ALEXANDRA KIRK: Considering that unemployment is about to rise and these changes were designed
before it became clear that there was a global financial crisis and the effect it was going to have
in Australia, does that need to be taken into account your view?

DAVID THOMPSON: Given that the people who are most vulnerable in the system, they tend to be very
long-term unemployed, are likely to stay very long-term unemployed and in the system therefore for
longer.

It just adds weight to the argument that we need to make sure that those discretions are there. The
last thing that we want is a system that works to harm some of our most vulnerable and
disadvantaged citizens in the name of the assuming they're all capable of meeting quite complicated
requirements.

ALEXANDRA KIRK: The Minister for Workforce Participation Brendan O'Connor is standing firm.

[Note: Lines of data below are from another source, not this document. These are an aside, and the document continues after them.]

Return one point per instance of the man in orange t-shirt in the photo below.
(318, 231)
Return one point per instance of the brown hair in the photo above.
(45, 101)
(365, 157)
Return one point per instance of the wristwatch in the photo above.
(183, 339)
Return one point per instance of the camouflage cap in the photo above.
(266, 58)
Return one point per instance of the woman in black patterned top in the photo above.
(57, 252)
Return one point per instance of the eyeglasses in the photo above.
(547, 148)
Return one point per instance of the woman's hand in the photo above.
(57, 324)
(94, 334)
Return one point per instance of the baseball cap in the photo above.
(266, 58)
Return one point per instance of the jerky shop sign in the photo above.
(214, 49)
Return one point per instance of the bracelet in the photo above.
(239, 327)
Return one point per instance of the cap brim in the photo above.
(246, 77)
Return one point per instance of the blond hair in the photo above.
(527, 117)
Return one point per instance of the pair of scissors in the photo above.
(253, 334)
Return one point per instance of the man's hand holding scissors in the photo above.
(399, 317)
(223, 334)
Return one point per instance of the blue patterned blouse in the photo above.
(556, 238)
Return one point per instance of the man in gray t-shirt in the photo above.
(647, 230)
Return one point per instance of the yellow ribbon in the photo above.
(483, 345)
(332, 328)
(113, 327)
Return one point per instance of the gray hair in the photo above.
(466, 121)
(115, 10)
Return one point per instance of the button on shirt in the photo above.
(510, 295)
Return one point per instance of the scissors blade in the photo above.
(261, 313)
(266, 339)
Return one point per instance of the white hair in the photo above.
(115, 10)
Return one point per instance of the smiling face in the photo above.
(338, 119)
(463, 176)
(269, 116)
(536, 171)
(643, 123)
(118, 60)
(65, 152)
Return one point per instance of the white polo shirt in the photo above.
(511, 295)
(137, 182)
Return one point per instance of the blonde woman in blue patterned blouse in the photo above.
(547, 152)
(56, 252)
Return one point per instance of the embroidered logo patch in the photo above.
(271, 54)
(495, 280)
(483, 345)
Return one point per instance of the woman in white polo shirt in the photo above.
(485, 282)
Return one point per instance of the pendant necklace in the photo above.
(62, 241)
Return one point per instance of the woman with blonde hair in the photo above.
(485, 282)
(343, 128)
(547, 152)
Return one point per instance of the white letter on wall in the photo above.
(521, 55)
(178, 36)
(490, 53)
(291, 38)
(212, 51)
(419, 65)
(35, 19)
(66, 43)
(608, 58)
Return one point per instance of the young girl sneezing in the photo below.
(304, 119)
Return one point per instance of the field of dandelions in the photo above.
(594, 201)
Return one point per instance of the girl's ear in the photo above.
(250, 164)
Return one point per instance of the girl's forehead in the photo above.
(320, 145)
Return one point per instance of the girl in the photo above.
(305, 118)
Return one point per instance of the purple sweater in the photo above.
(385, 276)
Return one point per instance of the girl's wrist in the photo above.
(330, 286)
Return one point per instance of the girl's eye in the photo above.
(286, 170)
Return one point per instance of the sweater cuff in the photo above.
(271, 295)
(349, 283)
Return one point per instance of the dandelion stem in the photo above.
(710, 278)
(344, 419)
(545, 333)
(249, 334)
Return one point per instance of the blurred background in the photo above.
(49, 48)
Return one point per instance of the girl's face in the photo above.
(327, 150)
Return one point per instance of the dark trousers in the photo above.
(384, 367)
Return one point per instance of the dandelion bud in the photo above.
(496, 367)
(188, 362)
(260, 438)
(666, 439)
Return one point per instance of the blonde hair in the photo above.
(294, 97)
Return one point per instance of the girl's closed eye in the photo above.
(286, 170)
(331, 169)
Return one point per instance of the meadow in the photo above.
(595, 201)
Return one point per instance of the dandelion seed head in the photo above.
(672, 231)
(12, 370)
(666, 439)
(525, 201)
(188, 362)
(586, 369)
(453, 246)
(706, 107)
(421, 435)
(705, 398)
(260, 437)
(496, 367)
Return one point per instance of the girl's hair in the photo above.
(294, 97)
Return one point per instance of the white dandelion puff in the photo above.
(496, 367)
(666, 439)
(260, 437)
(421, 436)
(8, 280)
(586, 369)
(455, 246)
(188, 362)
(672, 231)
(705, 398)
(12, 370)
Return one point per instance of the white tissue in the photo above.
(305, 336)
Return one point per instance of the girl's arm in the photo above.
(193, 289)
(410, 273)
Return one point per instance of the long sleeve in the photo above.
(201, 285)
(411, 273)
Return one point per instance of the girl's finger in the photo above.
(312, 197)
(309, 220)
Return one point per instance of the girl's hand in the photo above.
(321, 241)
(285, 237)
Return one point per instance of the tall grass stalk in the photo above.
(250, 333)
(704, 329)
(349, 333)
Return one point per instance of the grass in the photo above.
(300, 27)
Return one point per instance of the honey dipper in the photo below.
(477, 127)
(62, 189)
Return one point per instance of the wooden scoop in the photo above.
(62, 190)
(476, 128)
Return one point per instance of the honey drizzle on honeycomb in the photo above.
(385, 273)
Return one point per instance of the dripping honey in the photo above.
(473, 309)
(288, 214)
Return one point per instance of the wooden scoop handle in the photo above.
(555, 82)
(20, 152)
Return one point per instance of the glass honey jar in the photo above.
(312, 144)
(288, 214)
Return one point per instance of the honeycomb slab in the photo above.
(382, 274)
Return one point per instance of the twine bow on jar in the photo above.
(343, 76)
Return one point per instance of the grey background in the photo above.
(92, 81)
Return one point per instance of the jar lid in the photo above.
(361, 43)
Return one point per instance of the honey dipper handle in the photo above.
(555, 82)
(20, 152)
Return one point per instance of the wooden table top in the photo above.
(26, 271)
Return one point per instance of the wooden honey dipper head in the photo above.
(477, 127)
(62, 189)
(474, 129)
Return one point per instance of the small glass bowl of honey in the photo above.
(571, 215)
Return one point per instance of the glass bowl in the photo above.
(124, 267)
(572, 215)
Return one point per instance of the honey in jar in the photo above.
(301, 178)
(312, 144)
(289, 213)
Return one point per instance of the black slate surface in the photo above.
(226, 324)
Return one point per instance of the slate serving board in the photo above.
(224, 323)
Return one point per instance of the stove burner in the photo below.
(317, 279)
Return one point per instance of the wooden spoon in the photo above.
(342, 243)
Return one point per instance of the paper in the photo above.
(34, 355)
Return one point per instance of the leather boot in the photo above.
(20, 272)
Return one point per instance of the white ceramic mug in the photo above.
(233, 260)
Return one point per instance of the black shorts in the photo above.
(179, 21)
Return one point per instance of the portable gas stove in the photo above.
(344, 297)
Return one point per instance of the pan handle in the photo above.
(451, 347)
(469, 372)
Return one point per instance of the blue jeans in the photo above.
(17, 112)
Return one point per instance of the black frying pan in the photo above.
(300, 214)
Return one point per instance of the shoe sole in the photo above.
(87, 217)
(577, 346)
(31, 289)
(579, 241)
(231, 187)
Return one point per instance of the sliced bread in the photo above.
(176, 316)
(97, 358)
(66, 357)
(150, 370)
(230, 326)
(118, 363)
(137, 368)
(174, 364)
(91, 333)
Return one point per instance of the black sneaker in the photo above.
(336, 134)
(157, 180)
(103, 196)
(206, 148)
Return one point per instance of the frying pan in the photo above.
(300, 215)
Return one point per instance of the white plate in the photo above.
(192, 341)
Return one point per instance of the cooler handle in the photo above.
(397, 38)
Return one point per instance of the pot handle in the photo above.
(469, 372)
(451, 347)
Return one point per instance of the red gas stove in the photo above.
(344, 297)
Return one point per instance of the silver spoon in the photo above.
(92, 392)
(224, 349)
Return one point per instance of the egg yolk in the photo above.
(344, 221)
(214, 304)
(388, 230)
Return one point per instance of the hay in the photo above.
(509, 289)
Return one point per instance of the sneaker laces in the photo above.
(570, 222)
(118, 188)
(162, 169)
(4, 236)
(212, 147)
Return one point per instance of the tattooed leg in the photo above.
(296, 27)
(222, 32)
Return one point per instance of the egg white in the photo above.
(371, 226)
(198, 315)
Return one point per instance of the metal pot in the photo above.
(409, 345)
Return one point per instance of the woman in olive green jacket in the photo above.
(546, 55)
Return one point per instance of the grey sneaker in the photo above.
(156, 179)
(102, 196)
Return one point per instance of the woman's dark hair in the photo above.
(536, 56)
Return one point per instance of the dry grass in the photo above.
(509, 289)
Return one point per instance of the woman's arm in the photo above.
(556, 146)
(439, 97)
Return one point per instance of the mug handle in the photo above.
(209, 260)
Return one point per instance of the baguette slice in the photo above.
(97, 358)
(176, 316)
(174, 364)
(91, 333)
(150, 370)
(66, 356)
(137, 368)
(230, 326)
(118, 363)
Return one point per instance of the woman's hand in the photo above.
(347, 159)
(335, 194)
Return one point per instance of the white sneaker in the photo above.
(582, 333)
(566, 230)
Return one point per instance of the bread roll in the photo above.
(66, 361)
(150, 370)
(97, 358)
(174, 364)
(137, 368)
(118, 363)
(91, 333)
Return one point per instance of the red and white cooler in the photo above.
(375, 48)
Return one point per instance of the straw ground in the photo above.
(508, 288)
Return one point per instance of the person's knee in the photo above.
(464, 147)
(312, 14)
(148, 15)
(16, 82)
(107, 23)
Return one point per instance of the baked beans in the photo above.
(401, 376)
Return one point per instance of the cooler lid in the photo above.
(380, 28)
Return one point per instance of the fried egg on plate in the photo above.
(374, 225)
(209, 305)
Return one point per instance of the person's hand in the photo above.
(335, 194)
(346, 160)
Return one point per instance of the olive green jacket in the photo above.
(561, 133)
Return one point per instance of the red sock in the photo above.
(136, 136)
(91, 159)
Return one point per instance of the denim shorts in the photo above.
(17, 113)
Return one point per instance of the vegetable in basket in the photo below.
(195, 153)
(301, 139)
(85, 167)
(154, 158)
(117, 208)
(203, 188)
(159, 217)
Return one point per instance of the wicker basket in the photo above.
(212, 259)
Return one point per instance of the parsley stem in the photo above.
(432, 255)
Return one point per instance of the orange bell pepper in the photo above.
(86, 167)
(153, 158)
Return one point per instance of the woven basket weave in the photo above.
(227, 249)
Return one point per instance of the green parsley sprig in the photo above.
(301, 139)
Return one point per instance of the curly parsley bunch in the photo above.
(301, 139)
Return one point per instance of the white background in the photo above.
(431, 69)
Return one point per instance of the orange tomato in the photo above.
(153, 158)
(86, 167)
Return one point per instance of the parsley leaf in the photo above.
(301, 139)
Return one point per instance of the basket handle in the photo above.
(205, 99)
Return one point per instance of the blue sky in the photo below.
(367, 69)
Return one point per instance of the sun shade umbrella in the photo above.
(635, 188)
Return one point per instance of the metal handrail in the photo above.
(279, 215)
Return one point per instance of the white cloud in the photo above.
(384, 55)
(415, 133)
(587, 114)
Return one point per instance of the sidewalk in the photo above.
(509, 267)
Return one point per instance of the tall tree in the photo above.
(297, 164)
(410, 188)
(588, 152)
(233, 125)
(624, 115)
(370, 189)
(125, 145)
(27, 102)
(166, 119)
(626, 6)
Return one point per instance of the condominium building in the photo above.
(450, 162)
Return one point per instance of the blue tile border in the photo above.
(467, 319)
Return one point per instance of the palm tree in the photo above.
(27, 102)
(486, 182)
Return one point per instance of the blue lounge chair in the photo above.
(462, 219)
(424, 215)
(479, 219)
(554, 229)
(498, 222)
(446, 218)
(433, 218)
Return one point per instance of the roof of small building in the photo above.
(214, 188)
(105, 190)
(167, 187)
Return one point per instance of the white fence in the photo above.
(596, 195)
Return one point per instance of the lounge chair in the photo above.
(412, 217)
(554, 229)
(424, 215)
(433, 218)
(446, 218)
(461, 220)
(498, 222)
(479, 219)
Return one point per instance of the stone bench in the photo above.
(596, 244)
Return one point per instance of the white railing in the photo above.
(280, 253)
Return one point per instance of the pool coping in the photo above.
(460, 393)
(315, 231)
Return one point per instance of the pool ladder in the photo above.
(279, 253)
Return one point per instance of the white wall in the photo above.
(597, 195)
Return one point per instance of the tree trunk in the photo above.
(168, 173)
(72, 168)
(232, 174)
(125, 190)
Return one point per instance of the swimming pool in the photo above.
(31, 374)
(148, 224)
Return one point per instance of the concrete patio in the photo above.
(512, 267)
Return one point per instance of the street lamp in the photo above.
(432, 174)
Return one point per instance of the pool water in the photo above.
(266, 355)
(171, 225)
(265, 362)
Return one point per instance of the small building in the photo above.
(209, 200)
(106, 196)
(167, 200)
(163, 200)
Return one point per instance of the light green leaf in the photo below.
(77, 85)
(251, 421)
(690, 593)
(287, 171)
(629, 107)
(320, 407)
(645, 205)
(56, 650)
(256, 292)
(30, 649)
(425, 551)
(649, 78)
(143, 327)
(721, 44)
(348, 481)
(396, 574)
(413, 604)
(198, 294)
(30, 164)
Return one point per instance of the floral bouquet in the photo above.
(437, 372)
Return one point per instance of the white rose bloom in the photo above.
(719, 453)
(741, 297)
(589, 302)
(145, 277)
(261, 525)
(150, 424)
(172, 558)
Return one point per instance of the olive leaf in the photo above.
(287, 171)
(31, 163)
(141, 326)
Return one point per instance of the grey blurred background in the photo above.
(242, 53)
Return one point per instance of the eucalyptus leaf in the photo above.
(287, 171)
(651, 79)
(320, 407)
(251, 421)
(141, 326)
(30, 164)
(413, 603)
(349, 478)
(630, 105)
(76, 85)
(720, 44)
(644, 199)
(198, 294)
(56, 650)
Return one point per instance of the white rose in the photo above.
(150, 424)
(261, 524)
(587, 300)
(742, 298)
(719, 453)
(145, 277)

BRENDAN O'CONNOR: Look, the new compliance arrangements I think strike now a better balance between
participation and penalty and we consulted widely with welfare agencies and that's their
overwhelming view. But we'll always look to fine-tune anything that needs fine-tuning, but the
no-show, no-pay approach, in our view, will provide greater participation because people will lose
a day's income if they're not participating. But at the same time it will ensure that people are
more likely to find work.

ELEANOR HALL: And that's the Minister for Workforce Participation Brendan O'Connor, ending that
report by Alexandra Kirk in Canberra.